DataFrames
You may be familiar with a program like Microsoft Excel or Google Sheets that displays information as a collection of rows and columns with labels. R has a similar object called a DataFrame. We can both create DataFrames on our own or load files containing the data we would like to have as a DataFrame.
Let’s consider the example of the top five languages for mathematics and data according to Stack Overflow. First, we create two vectors containing the language names and the percentage popularity values.
languages <- c("Python", "SQL", "Java", "C++", "JavaScript")
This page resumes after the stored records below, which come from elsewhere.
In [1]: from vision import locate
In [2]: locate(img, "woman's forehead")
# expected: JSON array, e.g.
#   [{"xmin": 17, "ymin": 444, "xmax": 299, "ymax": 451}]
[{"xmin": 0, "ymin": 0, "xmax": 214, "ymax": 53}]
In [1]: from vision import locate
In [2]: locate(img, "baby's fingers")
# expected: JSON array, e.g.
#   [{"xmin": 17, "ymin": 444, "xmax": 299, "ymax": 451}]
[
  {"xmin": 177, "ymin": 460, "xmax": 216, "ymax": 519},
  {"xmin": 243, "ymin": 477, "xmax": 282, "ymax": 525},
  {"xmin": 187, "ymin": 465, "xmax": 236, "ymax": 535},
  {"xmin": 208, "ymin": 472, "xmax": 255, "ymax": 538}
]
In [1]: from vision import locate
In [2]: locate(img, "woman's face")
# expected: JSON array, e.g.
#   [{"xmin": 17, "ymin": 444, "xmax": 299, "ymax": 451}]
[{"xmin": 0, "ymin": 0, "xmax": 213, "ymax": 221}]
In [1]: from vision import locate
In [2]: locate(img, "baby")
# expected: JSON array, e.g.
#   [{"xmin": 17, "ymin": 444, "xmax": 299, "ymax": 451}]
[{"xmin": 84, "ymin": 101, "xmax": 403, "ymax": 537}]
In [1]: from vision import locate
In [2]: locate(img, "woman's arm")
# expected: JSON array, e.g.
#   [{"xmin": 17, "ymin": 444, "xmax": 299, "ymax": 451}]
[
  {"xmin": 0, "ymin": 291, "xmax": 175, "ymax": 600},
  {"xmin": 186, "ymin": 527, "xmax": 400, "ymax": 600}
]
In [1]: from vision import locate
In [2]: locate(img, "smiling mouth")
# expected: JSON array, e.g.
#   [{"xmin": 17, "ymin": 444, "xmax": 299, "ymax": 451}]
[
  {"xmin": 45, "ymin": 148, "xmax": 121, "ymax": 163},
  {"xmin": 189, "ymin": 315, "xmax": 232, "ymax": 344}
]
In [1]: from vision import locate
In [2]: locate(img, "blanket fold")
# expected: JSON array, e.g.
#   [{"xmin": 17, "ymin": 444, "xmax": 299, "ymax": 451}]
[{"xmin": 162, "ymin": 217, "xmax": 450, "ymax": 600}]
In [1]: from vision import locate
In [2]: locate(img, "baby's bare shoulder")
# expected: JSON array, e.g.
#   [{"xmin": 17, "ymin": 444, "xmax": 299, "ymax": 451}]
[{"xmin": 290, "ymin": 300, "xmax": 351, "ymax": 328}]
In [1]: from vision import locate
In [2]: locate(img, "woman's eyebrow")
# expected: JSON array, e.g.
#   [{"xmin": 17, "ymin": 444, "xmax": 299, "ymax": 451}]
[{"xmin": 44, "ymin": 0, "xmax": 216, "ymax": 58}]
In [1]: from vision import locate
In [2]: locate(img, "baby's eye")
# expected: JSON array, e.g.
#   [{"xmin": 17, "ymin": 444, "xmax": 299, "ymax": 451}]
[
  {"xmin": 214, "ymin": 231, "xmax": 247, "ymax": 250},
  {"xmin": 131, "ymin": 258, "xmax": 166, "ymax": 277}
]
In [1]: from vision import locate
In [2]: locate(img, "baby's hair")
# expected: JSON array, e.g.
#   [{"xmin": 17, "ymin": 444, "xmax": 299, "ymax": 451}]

popularity <- c(56, 39, 34, 34, 29)
Now, we can create and display the dataframe. This is straightforward and we simply name this df
and assign the vectors to the data.frame
function.
df <- data.frame(languages, popularity)
df
## languages popularity
## 1 Python 56
## 2 SQL 39
## 3 Java 34
## 4 C++ 34
## 5 JavaScript 29
We can use the kable
function from the knitr
library to display the table so it looks a little nicer.
library(knitr)
kable(df)
languages | popularity |
---|---|
Python | 56 |
SQL | 39 |
Java | 34 |
C++ | 34 |
JavaScript | 29 |
Finally, we can refer to the individual columns of the dataframe using the column name. For example, the popularity column will be referred to as df$popularity
. Below, this is used to create a new barplot that includes these references, a reversed Blues
palette from RColorBrewer, and an appropriate title for the plot. The code is suppressed in the actual document so that all we see is the plot. We do this with the {r, echo = FALSE}
line in the preface of the code block.